If you have a good reason to use the old definitions of the ordinals (e.g., because of legacy code and theorems), then we provide a convenient way to do this. In the book `ordinal-isomorphism` we prove that the new ordinals are order-isomorphic to the old ordinals and thus theorems proved in one context can be directly transferred to the other. For an example of how to do this, look at the book `defmul` in the directory `books/workshops/2000/ruiz/multiset`.

The ordinals books have been used to prove non-trivial theorems. For a good example, see the books in the directory `books/workshops/2003/sustik/support`, where Matyas Sustik proves Dickson's lemma.

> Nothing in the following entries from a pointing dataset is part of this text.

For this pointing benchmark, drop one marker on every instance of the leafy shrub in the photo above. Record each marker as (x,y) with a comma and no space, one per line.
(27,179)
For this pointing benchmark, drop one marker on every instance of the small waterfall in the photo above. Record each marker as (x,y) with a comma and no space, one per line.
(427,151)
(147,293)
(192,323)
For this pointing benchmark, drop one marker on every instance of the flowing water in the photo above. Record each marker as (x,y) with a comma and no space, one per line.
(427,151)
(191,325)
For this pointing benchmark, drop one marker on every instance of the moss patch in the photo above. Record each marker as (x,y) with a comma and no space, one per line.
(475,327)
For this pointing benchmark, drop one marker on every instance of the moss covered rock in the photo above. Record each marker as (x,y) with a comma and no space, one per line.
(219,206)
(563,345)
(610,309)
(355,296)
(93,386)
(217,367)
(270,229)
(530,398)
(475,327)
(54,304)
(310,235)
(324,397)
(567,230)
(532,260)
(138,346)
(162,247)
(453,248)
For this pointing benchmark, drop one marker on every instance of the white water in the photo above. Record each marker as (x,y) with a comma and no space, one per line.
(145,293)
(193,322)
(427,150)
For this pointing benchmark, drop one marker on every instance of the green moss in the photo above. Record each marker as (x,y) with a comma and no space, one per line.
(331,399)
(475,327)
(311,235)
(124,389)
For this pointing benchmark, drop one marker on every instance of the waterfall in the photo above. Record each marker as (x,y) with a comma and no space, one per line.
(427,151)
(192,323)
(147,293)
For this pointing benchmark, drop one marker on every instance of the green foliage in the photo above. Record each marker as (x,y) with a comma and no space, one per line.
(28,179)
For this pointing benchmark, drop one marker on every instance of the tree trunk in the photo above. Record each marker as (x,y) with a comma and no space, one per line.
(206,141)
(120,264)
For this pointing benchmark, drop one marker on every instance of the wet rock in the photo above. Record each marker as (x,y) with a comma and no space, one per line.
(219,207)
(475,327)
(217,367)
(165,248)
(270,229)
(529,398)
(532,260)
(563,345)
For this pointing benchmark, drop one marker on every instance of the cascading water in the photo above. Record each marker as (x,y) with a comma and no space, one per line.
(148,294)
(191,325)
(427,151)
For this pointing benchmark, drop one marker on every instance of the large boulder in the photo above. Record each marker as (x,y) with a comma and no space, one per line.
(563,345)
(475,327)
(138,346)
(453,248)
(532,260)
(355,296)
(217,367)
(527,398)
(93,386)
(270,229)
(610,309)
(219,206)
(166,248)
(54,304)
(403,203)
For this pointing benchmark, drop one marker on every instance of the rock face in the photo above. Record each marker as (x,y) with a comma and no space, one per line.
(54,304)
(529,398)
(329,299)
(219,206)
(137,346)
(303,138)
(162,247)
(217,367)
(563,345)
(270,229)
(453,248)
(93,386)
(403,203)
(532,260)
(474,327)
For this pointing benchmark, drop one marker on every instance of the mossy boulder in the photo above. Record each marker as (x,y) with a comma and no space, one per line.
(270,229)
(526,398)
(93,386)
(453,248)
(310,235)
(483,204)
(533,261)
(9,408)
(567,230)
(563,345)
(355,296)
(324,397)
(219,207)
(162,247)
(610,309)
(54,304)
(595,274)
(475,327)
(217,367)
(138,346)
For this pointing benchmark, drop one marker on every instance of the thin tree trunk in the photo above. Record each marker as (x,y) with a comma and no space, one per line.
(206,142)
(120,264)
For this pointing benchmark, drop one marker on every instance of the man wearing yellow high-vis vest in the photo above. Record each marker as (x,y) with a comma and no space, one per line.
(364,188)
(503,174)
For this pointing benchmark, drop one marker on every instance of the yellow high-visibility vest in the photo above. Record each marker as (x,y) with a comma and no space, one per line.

Finally, many termination proofs can be carried out with weaker orderings than the ordinals up to `epsilon-0`. For example, many inductive theorem provers only know that the lexicographic ordering on natural numbers is well-founded. The book `lexicographic-ordering` contains a definition of such an ordering `l<` whose arguments are either a list of natural numbers, or a natural number. In the book we prove that `l<` is well-founded (that is, we prove a `:well-founded-relation` `defthm` and provide a macro `llist` to simplify the generation of measure functions. We also show how to use `l<` to prove that the famous Ackermann function terminates. Finally, since `l<` does something reasonable with natural numbers, it gets along with `acl2-count`, the default measure chosen by ACL2.